Reentrancy. Several pieces of functionality in Solidity can have fallback functions or hooks on specific actions. When these hooks are triggered (mid-smart contact), an attacker can run their own code. If the state of the contract was not updated already but money sent, then this can be called recursively to bypass the validations in place.
Integer Over/underflows: There is a limit to how large a number in Ethereum can be. For instance, a uint8 has a max value of 256 and a minimum size of 0. If the arithmetic goes too positive or too negative, then this can wrap back around.
Unexpected Ether: Money can be force-sent to a contract by using either the self-destruct or suicide functions. While doing validation on the data, this could be used to manipulate the service or turn on unexpected functionality.
Delegatecall: Call and DELEGATECALL are used for making function calls to an external function. The only difference is that DELEGATECALL is called within the context of the smart contract itself. When dealing with libraries, ownership and state variables need to be considered.
Bad RNG. Randomness is hard to generate in the blockchain. Some people try but things can be predicted in a variety of ways.

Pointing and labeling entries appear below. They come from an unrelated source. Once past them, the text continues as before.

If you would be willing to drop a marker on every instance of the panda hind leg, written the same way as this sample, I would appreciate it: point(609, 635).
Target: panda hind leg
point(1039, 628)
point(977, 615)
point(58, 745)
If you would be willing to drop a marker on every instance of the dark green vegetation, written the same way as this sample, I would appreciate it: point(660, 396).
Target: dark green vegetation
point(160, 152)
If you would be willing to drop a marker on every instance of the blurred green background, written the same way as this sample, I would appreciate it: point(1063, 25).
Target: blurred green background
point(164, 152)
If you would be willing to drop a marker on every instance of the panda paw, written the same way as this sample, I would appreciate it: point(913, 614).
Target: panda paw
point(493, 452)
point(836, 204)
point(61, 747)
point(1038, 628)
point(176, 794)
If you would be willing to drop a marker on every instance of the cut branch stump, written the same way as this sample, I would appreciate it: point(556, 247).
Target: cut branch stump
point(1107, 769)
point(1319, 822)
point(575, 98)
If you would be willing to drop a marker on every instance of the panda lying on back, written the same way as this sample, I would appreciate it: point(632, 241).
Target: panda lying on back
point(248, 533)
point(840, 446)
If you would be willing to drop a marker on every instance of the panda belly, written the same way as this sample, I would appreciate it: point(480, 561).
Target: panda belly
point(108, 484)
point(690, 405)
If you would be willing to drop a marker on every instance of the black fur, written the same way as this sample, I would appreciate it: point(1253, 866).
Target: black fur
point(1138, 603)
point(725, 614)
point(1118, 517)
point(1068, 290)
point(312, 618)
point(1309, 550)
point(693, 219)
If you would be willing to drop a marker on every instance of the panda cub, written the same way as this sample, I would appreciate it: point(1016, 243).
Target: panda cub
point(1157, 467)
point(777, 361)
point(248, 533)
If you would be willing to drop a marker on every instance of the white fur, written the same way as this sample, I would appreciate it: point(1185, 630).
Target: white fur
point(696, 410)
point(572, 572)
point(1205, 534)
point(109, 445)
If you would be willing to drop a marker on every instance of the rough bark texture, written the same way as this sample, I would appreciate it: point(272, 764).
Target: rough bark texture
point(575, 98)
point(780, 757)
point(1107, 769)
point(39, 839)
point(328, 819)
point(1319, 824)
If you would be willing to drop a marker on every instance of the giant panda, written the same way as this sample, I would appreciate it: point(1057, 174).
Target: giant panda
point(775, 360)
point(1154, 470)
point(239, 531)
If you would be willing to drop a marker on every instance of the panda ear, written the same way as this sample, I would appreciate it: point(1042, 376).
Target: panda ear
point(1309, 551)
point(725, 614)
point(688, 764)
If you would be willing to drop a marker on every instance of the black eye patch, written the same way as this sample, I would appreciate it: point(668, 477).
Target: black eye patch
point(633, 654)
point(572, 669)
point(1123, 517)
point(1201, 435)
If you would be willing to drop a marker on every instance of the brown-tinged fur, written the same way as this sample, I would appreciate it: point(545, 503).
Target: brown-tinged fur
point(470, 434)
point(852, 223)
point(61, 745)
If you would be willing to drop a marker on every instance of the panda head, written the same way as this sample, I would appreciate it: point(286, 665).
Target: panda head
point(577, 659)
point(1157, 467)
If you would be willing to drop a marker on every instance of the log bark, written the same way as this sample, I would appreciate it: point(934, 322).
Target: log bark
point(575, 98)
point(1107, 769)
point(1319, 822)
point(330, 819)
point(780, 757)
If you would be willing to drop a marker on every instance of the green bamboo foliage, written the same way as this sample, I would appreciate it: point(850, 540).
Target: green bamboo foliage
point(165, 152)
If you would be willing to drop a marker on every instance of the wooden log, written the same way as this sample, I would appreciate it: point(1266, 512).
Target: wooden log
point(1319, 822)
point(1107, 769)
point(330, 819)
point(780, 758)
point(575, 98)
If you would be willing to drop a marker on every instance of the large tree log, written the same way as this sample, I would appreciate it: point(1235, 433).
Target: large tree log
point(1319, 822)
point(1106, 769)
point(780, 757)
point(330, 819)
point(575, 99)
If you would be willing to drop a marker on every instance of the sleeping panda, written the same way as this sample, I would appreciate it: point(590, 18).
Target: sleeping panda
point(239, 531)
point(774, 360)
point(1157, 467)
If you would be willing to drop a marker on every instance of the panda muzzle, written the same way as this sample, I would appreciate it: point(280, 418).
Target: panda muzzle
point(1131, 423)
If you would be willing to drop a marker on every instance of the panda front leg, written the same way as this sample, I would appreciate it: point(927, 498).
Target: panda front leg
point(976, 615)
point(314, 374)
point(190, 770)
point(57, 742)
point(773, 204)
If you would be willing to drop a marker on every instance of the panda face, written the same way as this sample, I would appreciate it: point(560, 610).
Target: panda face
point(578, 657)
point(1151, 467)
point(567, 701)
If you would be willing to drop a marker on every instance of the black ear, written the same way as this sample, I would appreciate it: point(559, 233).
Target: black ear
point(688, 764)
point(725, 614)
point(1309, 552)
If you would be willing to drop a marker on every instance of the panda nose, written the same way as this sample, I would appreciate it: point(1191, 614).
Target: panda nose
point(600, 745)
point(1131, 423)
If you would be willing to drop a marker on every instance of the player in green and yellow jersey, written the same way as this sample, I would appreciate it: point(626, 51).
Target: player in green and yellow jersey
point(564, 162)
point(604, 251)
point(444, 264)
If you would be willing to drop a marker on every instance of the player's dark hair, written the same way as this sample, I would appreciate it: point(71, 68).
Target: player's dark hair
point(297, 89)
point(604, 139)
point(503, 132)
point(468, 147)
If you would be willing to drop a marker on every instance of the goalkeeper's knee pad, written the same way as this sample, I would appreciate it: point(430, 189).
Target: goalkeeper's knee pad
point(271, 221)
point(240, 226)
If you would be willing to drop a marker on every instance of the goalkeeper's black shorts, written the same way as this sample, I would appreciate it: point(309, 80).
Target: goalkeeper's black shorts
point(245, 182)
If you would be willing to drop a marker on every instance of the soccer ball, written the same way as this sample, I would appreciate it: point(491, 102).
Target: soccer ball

Frontrunning. Manipulating the chain of events by looking into the pool of available transactions and putting yours in at the right time. Or, taking an answer then submitting yourself with a higher gas price to KNOW yours will be used.
The post has a few other interesting bugs of Ethereum that are not as common now-a-days, such as Bad Constructors and unchecked return values. Additionally, some quirks are mentioned about one time addresses and other things. Overall, amazing post with great examples.